The Next Blackout

Despite its inherent illogic, the notion that last week’s massive, cascading electrical blackout was a “wake-up” call seems now to have become as much a part of the political landscape as has the effort to assign blame for this costly man-made disaster.



The question occurs, however: Exactly to what is it that we have awakened?

The obvious answer is that there is an acute and long-neglected need to upgrade the Nation’s power grid. Since last Thursday’s crisis, much of the finger-pointing has been about who saw this need most clearly and how many years ago and who was most responsible for so little being done about it. Let us stipulate that there is enough blame to go around and that a concerted, multi-year (if not multi-decade) and bipartisan effort is going to be required to modernize the Niagara Falls grid and the rest of the U.S. electrical infrastructure.

This is, of course, much easier said than done. The costs associated with such an initiative have been estimated to start at nearly $60 billion. A federal government in deficit is reluctant to strap on such an expenditure; energy companies will surely pass their share on to consumers. Critics of the U.S. liberation of Iraq have, predictably, seized already on the irony that American tax-dollars are restoring and upgrading the Iraqi electrical system when they could, and it is argued should, be spent on doing the same for ours.

In the final analysis, we will pay as a nation — one way or the other — what has to be paid in order to try to prevent a repetition of the calamitous Blackout of 2003. This will become ever more self-evident as the American and Canadian costs associated with that power disruption are tallied and the need to avoid its recurrence is seen to be an absolute economic, as well as political, necessity.

The second thing to which we better have awakened is the possibility that was on everyone’s mind as the lights went out across much of the northern tier of the United States and Canada’s most populous cities: Could terrorists have perpetrated this disaster? And, if so, was the blackout but the first blow in a lethal one-two punch?

The good news is that this episode apparently was not the work of Osama bin Laden or his ilk. The bad news is that, given the extensive vulnerabilities of the U.S. power grid — for example, the vast numbers of unguarded power-line towers that snake across the landscape — it has only been a matter of time before someone decided to exploit them. And, having witnessed over the past few days what the immensely destructive effect of even minor disruptions of that system could be, is there any doubt that, from now on, the terrorists’ target lists will surely include attacks on our critical infrastructure?

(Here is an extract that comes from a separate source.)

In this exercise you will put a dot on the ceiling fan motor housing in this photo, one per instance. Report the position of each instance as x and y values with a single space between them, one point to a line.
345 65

To make matters worse, those attacks need not be in a physical form. Computers whose second-by-second control of the distribution flow of electricity has been shown to indispensable to the grid’s functioning can also be subjected to “cyber warfare.” Unfortunately, the same is true of other parts of our critical infrastructure. Even if the power didn’t go off, water and sewage systems, gas pipelines, transportation, telecommunications, etc. could also be targeted and seriously disrupted.

We had better be awakened, though, to one other, particularly ominous prospect: Determined terrorists could inflict lasting, if not actually permanent, damage on the United States’ electrical and other computer-based systems by employing small nuclear or non-nuclear devices that generate what is known as electro-magnetic pulse (EMP). The short, intense spike of energy that these EMP weapons create can do irreparable harm to electronic devices (even those not in use, such as replacement microcircuits, chips and memory boards in warehouses) unless expensive measures have been taken to shield them. It is believed that human beings and other forms of life would not be directly harmed by such a burst of EMP.

No one can say with certainty at the moment how devastating or widespread the effects of an EMP strike might be. The U.S. military, which used to pay serious attention to the question, largely stopped doing so after a moratorium was imposed in 1992 on all nuclear testing (including that done for EMP effects). Since then, the vulnerability of the armed forces’ satellites, communications gear and other hardware has become largely a matter of conjecture, if it is addressed at all.

Matters are infinitely worse with respect to civilian electronic equipment, essentially none of which was designed with the costly features that would protect against EMP. Today, the best that can be said is that the extent and duration of future EMP-induced blackouts would depend on whether the emitter generates a small or large pulse, and whether it is detonated at ground-level or from high altitudes. Under a worst-case — but not implausible — scenario, a large, ballistic missile-delivered EMP weapon could within seconds reduce half the country to pre-industrial age conditions for many months, if not years.

Thanks to the tenacity of one of Capitol Hill’s few bonafide scientists, Rep. Roscoe Bartlett (Republican of Maryland), who has long warned of the EMP threat, a blue-ribbon commission led by President Reagan’s science advisor, Dr. William Graham, is now conducting a congressionally mandated study to assess this danger. If anything, the recent grid failure adds urgency to the completion of the Graham Commission’s work.

As the Nation rouses itself to address the lessons learned from last week’s blackout, it better focus not only on how to avoid a repetition of the last calamity but also on the possibly vastly more serious blackout next time.

Frank J. Gaffney, Jr. is the President of the Center for Security Policy and a columnist for the Washington Times.